В мерцании свечей быстро перебегают по столовой тени от движущейся руки Евгении Андреевны. Еще быстрее мелькает по батистовой распашонке игла. Игла взлетает и снова возвращается, а Евгения Андреевна как унеслась мыслями, так и пребывает вдали от Новоспасского. Видится ей нарядный, залитый огнями зал; среди пальм и лавров на возвышении чернеет великолепный рояль и за роялем… Да кто же этот стройный юноша, облаченный в модный фрак, что сидит за роялем с таким вдохновенным лицом?.. Мишель! – дивится Евгения Андреевна. Мишель!.. Но Мишель ее не видит. Божественная музыка наполняет зал. Что он играет? Гуммеля? Фильда? Сердце Евгении Андреевны бьется так сильно, что она уже ничего не слышит: ни музыки, ни плеска сотен рук… Только в руках у нее опять белеет распашонка и чадит на столе перед нею нагоревшая свеча. Евгения Андреевна с трудом различает знакомую обстановку новоспасской столовой и, улыбаясь, снова берется за иглу. Она давно сидит в столовой одна за своим шитьем. Все давно разошлись. И Мишель, в самом деле, кончил играть в зале рядом.

«Да сколько же ему лет? – возвращается к действительности Евгения Андреевна и соображает: – В мае исполнится всего десять. До артиста, пожалуй, далеко!» – соглашается она сама с собой и рассматривает свою работу, которую готовит изо дня в день, чтобы будущее не застало ее врасплох.

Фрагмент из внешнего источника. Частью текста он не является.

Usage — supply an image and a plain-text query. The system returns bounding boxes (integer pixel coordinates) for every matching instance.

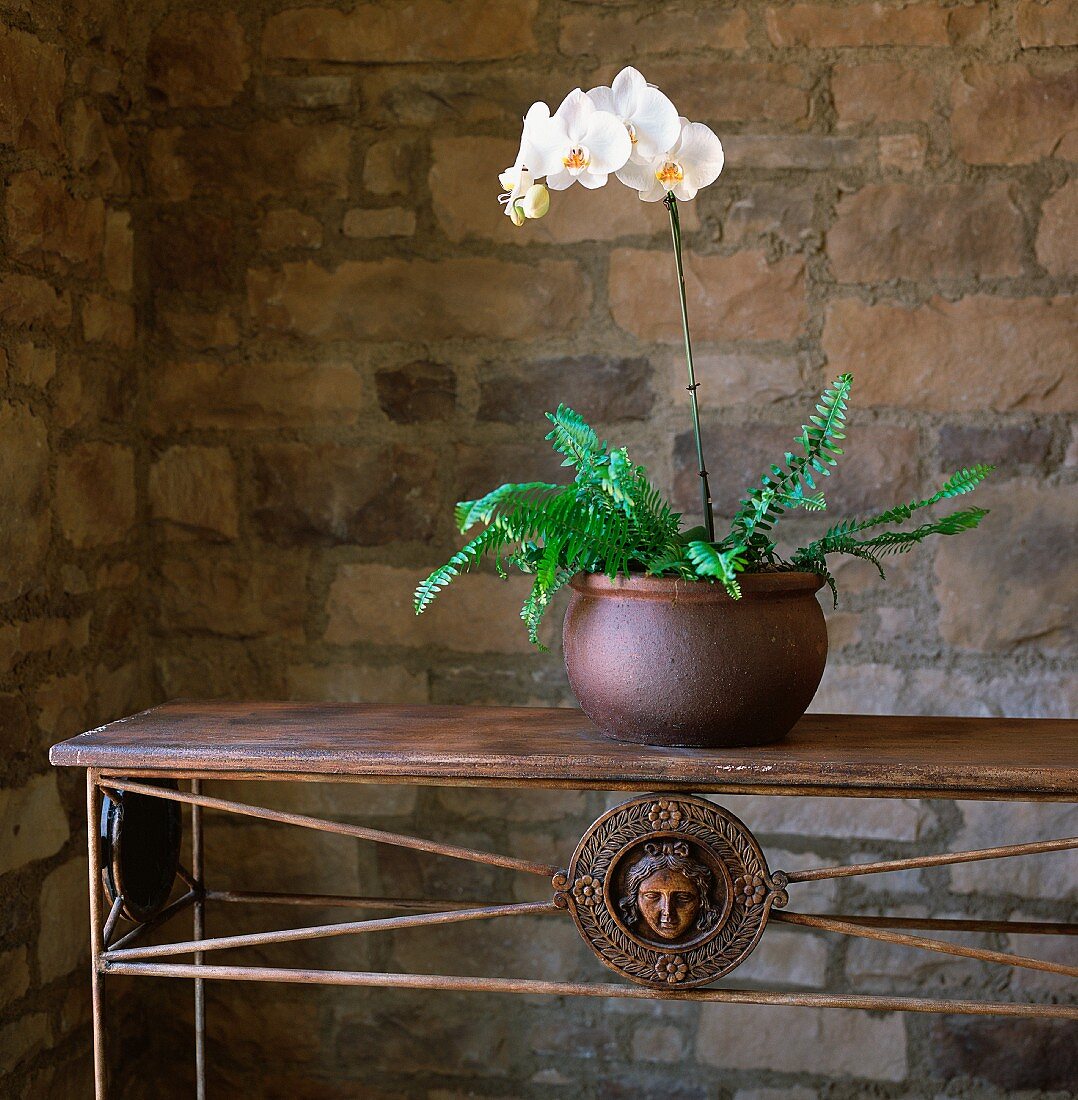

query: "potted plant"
[415,68,992,747]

В мае у Глинок, как всегда, отпраздновали день рождения Мишеля, а вскоре во всех ельнинских усадьбах читали и перечитывали русский манифест, данный в Париже в мае того же 1814 года.

«…Тысяча восемьсот двенадцатый год тяжкими ранами, приятыми в грудь отечества нашего для низложения коварных замыслов властолюбивого врага, вознес Россию на верх славы, явил перед лицом вселенной величие ее…»

Русская армия вошла в Париж. Кто не испытал тогда на Руси чувства священной гордости быть россиянином?

– Ответствуйте, государи мои, кто?! – вопрошал Иван Маркелович, примчавшийся в Новоспасское вслед за манифестом, и сам себе отвечал. – Нет таковых!..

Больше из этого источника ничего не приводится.